K+S continues to be plagued by potash production issues, both at its older German mines and at its new Bethune mine in Saskatchewan. The Bethune production issues are temporary challenges related to ramping up a new greenfield mine and should subside. However, K+S is dealing with geological issues in some of its German mines that we expect to persist. As a result, we lowered our long-term German potash production assumptions to 7 million metric tons from 7.5 million. At current prices, we view K+S as slightly overvalued, trading around 7% above our EUR 18 per share fair value estimate.
Mosaic reported solid second-quarter results driven by higher fertilizer prices. The company is on track to begin production at its new low-cost K3 potash mine by the end of 2018. As potash production increases at the K3 mine and decreases at the older K1 and K2 mines, we expect lower unit production costs over the next several years.

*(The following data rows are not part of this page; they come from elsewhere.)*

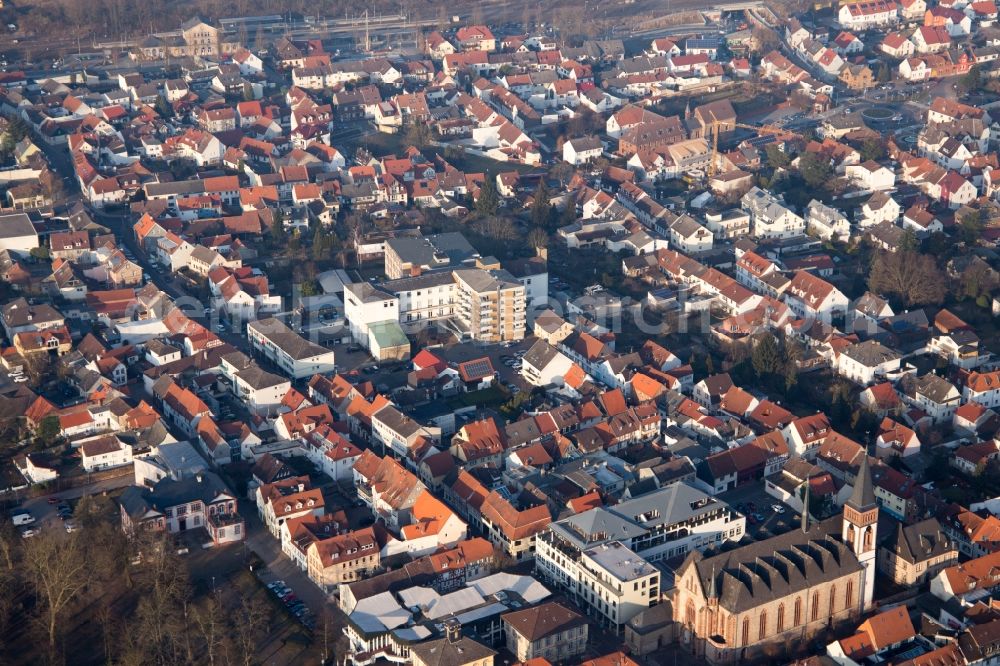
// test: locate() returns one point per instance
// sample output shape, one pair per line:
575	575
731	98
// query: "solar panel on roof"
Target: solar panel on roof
479	368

Much of the cost savings will come from lower brine inflow expenses as the K3 mine will not have this additional cost. This potash production shift that will improve Mosaic's position on the cost curve is the basis of our positive moat trend rating for the company. Amid higher potash prices and lower unit costs, Mosaic is well positioned to grow potash profits over the next several years. At current prices, we view Mosaic as undervalued, trading at nearly 13% below our $35 per share fair value estimate.
Nutrien's fertilizer business benefited from higher prices during the second quarter. The company is on track to lower potash unit production costs as it shifts production to lower cost mines following the merger between PotashCorp and Agrium that created Nutrien. With lower unit production costs and higher potash prices, Nutrien is well positioned to grow potash profits. In nitrogen Nutrien is also positioned to grow profits from higher prices and lower costs. In the near-term, the company will benefit from natural gas transportation constraints in Canada that have led natural gas prices to fall faster than prices in the U.S. Nutrien sources roughly one third of its natural gas from Canada. At current prices, we view Nutrien as undervalued, trading at nearly 14% below our $65 per share fair value estimate.
SQM reported decent ag results as specialty plant nutrition segment profit growth was offset by a decline in potash segment profits. However, much of the decline was due to lower potash volumes as SQM shifts production to lithium from potash, a move that we think will position the company for long-term profit growth. We view SQM as undervalued as we think the market is undervaluing SQM's future lithium earnings growth. At current prices, we think SQM offers attractive risk-adjusted upside, given our $55 per share fair value estimate.